Kiedy myślimy o życiu jako takim, większość z nas ma przed oczami zwierzęta, rośliny. I chociaż w rozważaniach nad życiem pozaziemskim potrafią one przybierać fantastyczne kształty, to jednak w gruncie rzeczy pozostają wciąż tym samym. W rzeczywistości jednak większość form życia to organizmy jednokomórkowe. I jak się okazuje, to właśnie one mają największe szanse na zasiedlenie kosmosu. Wykazują one zdumiewającą odporność na trudne warunki, w których żadne wyższe formy życia nie miałyby żadnych szans, takie jak skrajne temperatury, wysokie ciśnienie lub zasolenie. W końcu także Ziemię przez miliardy lat zamieszkiwały jedynie jednokomórkowce. Także pozornie mordercze realia panujące w kosmosie mogą okazać się nie być żadnym problemem dla bakterii. Obecnie znamy gatunki potrafiące żyjące w warunkach zbliżonych do tych panujących na przykład na Marsie. Wiemy także, że bakterie potrafią przeżyć nawet w przestrzeni kosmicznej – obecni rekordziści wytrzymali półtora roku!

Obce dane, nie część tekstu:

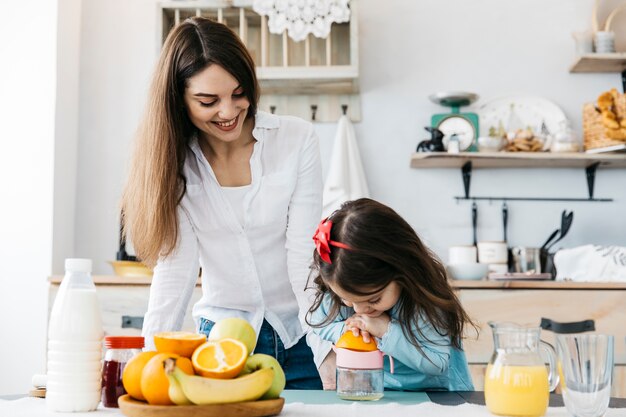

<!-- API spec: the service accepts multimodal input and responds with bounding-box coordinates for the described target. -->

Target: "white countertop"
[0,397,626,417]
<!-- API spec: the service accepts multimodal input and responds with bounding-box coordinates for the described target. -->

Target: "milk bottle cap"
[65,258,91,274]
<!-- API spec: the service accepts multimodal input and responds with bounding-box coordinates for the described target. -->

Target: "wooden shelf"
[450,279,626,290]
[569,52,626,73]
[411,152,626,168]
[48,275,202,286]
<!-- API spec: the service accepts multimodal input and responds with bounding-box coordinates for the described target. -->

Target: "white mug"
[448,246,476,265]
[478,241,509,264]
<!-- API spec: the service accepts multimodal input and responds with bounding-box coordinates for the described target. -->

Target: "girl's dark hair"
[307,198,473,352]
[122,17,259,265]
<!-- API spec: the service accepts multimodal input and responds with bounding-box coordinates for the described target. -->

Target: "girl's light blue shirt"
[311,295,474,391]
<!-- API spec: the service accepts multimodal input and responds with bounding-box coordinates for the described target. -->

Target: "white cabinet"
[48,276,202,336]
[158,0,361,122]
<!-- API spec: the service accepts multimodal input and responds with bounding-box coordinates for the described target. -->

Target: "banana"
[165,359,274,405]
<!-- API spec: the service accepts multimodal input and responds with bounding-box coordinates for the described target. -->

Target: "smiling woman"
[118,17,334,389]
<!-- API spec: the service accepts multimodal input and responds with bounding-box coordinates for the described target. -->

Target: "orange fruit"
[191,338,248,379]
[208,317,256,354]
[154,332,206,358]
[122,351,157,401]
[141,353,193,405]
[335,330,378,352]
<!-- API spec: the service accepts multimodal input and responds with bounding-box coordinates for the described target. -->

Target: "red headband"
[313,217,350,264]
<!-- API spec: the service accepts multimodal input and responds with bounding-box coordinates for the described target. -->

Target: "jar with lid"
[46,258,104,412]
[102,336,144,407]
[333,346,393,401]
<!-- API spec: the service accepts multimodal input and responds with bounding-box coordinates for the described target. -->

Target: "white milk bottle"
[46,259,104,412]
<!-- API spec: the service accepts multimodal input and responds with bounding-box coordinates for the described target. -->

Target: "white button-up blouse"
[142,111,330,366]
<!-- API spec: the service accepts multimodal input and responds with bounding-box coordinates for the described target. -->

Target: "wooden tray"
[117,395,285,417]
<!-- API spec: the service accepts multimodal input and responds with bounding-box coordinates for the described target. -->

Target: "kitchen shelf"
[569,52,626,73]
[411,152,626,168]
[450,279,626,290]
[411,152,626,202]
[569,52,626,92]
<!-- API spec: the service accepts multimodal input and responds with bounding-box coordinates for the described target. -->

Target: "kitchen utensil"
[556,334,614,417]
[546,210,574,251]
[117,395,285,417]
[541,229,561,249]
[448,262,489,281]
[115,213,137,261]
[502,201,509,243]
[478,96,567,141]
[485,322,559,417]
[333,346,393,401]
[511,246,541,274]
[472,201,478,246]
[502,201,513,272]
[428,91,479,151]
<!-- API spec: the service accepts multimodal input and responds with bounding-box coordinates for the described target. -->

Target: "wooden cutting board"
[117,395,285,417]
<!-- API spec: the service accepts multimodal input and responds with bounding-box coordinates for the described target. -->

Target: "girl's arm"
[378,318,452,376]
[141,206,199,350]
[311,295,346,344]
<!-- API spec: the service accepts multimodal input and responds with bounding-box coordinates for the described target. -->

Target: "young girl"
[308,198,474,391]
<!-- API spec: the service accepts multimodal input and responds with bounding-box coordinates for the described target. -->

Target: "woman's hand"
[346,313,391,343]
[317,350,337,391]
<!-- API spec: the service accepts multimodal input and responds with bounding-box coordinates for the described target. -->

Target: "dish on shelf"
[118,394,285,417]
[478,96,567,135]
[109,261,152,277]
[488,272,552,281]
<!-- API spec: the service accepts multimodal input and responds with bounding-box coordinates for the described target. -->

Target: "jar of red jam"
[102,336,143,407]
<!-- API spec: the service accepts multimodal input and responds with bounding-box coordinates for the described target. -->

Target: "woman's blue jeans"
[199,318,322,389]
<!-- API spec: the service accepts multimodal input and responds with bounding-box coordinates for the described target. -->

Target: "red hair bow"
[313,218,350,264]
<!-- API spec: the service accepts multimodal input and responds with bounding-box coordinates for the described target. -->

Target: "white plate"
[478,96,567,136]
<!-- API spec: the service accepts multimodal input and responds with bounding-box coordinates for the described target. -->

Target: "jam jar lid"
[104,336,144,349]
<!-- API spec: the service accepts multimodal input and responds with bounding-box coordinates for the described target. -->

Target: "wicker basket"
[583,93,626,150]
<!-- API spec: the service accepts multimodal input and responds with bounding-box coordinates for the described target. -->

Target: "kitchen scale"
[428,91,479,152]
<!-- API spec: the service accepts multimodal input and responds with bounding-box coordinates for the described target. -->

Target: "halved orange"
[191,338,248,379]
[154,332,206,358]
[335,330,378,352]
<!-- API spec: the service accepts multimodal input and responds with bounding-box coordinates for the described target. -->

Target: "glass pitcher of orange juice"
[485,322,559,417]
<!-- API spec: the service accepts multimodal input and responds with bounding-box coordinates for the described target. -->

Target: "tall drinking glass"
[556,334,613,417]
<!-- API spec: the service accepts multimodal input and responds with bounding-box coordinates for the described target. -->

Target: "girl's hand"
[346,313,391,343]
[317,350,337,390]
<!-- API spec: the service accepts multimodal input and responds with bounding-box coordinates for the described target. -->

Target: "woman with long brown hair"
[122,17,334,389]
[307,198,474,391]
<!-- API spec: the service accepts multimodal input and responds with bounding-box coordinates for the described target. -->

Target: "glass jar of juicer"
[333,346,393,401]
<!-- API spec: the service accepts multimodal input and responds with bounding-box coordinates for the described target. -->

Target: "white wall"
[0,0,57,394]
[75,0,626,273]
[0,0,626,394]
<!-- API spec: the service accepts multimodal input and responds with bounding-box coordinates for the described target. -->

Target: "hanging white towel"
[322,115,370,218]
[554,245,626,282]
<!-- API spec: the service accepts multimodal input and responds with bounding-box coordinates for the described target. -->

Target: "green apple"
[208,317,256,354]
[241,353,286,400]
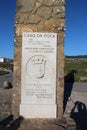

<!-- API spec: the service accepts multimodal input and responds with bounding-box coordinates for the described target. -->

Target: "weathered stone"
[29,14,41,24]
[15,24,37,36]
[12,0,65,119]
[37,0,44,3]
[53,6,65,17]
[17,0,36,12]
[44,0,65,6]
[37,6,52,19]
[16,13,29,24]
[44,18,64,31]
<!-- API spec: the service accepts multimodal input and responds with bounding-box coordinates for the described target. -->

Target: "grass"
[64,60,87,81]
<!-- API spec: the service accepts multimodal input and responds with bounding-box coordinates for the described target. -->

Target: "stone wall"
[12,0,65,118]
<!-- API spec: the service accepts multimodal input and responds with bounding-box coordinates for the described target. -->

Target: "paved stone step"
[0,116,76,130]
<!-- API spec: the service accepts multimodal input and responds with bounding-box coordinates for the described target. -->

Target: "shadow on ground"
[63,70,76,111]
[70,101,87,130]
[0,115,23,130]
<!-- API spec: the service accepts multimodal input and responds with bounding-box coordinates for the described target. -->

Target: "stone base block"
[20,104,57,119]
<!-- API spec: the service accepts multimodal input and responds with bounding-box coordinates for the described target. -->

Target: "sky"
[0,0,87,59]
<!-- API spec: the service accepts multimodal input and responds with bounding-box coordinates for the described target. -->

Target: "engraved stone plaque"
[20,32,57,118]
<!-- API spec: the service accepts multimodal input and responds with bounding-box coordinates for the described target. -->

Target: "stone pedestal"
[12,0,65,118]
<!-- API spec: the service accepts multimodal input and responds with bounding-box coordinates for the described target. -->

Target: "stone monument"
[12,0,65,119]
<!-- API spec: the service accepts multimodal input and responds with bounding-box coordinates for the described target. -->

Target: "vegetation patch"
[64,59,87,82]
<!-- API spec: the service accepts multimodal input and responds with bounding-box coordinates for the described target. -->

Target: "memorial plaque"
[20,32,57,118]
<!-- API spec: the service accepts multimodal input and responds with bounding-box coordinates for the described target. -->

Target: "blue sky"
[0,0,87,58]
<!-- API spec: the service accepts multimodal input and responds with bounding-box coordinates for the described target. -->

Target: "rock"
[3,81,12,89]
[79,77,87,81]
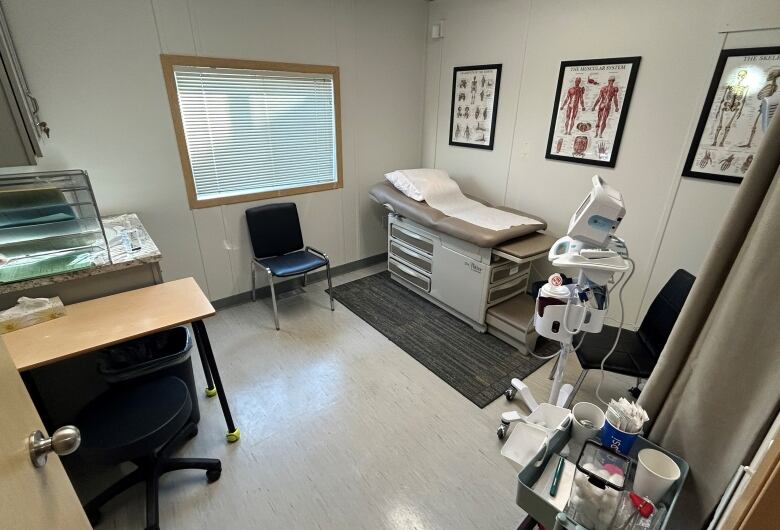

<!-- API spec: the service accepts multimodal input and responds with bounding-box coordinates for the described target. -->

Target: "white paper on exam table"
[533,454,577,512]
[386,169,538,230]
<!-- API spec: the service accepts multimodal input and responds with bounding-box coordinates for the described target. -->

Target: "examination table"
[369,182,556,351]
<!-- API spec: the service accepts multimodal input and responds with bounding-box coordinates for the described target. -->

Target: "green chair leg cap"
[226,427,241,443]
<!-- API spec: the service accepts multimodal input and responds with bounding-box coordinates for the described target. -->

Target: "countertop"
[0,213,162,294]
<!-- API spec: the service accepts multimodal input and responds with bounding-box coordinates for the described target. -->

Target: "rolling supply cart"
[515,427,688,530]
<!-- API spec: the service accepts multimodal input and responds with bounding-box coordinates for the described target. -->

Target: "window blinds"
[174,66,338,200]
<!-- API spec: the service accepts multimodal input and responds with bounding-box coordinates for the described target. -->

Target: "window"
[161,55,342,208]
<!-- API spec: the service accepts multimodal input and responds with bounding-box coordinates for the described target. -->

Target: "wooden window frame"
[160,54,344,209]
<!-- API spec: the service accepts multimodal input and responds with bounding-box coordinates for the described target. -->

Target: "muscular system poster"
[683,47,780,183]
[545,57,639,167]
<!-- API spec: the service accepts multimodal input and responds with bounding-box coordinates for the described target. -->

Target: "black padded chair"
[76,377,222,530]
[569,269,696,401]
[246,202,334,330]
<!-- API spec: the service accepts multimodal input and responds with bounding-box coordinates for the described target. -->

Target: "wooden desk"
[2,278,240,442]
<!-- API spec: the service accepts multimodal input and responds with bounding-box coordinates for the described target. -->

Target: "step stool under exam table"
[369,182,556,352]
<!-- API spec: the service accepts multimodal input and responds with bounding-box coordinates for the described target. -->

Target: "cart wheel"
[496,423,509,440]
[225,428,241,443]
[206,469,222,484]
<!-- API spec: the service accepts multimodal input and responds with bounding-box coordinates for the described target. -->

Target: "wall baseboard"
[211,252,387,310]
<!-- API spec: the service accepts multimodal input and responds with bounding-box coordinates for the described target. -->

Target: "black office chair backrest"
[638,269,696,359]
[246,202,303,258]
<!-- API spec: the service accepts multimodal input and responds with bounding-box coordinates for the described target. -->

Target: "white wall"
[423,0,780,326]
[2,0,427,299]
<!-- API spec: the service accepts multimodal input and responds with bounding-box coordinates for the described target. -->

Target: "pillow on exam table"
[385,168,450,202]
[385,171,425,202]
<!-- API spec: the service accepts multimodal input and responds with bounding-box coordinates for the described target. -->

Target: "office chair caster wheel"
[206,469,222,484]
[84,504,102,527]
[496,423,509,440]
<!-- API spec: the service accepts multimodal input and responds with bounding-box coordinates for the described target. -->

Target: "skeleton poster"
[683,47,780,183]
[545,57,640,167]
[450,64,501,149]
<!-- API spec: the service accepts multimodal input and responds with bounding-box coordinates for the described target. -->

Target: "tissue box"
[0,296,65,334]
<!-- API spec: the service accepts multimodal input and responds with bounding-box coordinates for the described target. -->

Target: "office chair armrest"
[304,245,330,262]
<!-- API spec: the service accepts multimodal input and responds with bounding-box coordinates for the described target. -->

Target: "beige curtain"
[639,113,780,529]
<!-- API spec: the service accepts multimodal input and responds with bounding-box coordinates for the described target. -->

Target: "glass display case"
[0,170,111,284]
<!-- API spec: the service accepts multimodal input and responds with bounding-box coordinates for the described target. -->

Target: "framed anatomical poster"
[450,64,501,149]
[545,57,641,167]
[683,46,780,184]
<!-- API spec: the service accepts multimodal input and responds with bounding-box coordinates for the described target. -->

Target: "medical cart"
[516,426,688,530]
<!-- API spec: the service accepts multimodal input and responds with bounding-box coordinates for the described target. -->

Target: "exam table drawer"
[387,258,431,293]
[390,223,433,254]
[487,272,528,306]
[390,241,433,274]
[490,260,531,285]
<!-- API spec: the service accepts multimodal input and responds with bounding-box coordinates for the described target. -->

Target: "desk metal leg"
[192,322,217,397]
[192,320,241,443]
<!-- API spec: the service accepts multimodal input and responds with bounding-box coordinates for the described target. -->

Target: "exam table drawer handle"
[389,259,431,292]
[390,224,433,254]
[390,241,433,274]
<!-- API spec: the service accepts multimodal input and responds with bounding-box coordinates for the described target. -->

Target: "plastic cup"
[633,449,680,504]
[571,401,604,444]
[601,408,642,455]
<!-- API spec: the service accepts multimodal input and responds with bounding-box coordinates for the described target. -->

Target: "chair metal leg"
[325,260,336,311]
[249,260,257,302]
[266,269,279,331]
[146,473,160,530]
[84,467,148,515]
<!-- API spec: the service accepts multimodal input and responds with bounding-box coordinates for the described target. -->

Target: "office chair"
[246,202,334,330]
[76,376,222,530]
[569,269,696,403]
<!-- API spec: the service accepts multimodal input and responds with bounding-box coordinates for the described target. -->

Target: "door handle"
[27,425,81,467]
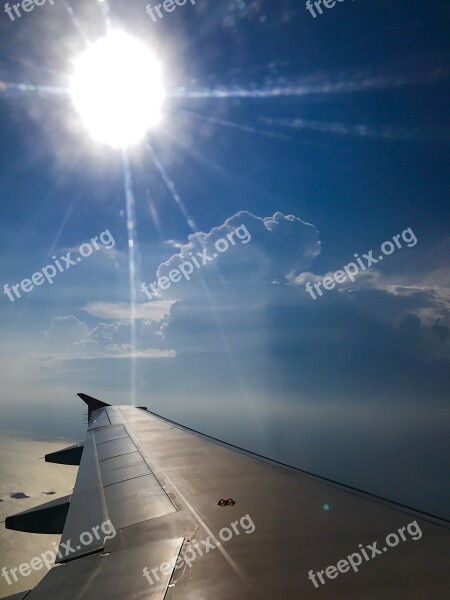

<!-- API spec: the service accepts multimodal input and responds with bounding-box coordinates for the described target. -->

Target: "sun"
[70,31,165,148]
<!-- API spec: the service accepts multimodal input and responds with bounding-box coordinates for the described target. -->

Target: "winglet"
[77,394,111,413]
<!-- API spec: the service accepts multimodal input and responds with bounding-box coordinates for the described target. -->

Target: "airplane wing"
[6,395,450,600]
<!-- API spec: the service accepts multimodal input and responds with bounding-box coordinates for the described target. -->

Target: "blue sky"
[0,0,450,514]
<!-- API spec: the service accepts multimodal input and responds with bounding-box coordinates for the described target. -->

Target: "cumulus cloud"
[45,315,175,360]
[149,211,320,300]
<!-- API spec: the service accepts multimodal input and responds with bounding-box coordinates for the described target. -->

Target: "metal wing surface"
[2,396,450,600]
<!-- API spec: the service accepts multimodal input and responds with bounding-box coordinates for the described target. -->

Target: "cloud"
[149,211,320,300]
[45,314,176,364]
[83,300,173,321]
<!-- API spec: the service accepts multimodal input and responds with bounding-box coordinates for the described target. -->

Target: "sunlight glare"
[70,31,165,148]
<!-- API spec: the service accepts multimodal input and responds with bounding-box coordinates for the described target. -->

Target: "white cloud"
[83,300,174,321]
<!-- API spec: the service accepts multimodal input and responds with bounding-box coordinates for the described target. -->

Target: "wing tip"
[77,392,111,411]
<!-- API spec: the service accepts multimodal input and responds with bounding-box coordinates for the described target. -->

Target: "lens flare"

Teraz, kiedy już wiemy jakiej formy życia powinniśmy poszukiwać w swojej okolicy, należy zastanowić się, gdzie rozpocząć poszukiwania. Najbardziej oczywistymi kandydatami są oczywiście towarzyszące Ziemi planety. Które wybrać? Pomocny w wyborze będzie termin ekosfery (ang. habitable zone). Najprościej mówiąc, jest to odległość od gwiazdy która umożliwia zaistnienie warunków sprzyjających życiu, głównie wody w stanie ciekłym. W samym centrum ekosfery naszego Słońca znajduje się oczywiście Ziemia, jednak blisko jej granic mieszczą się także sąsiednie planety, Wenus oraz Mars. Na pierwszy rzut oka Wenus wydaje się być odpowiednim kandydatem – pod względem rozmiarów i masy najbardziej przypomina Ziemię spośród wszystkich znanych nam planet. Niestety, gęsta atmosfera złożona głównie z dwutlenku węgla powoduje efekt cieplarniany, w wyniku którego temperatura na planecie wynosi około 500 stopni C. W tych warunkach nie może być mowy o występowaniu ciekłej wody. Co jednak z Marsem?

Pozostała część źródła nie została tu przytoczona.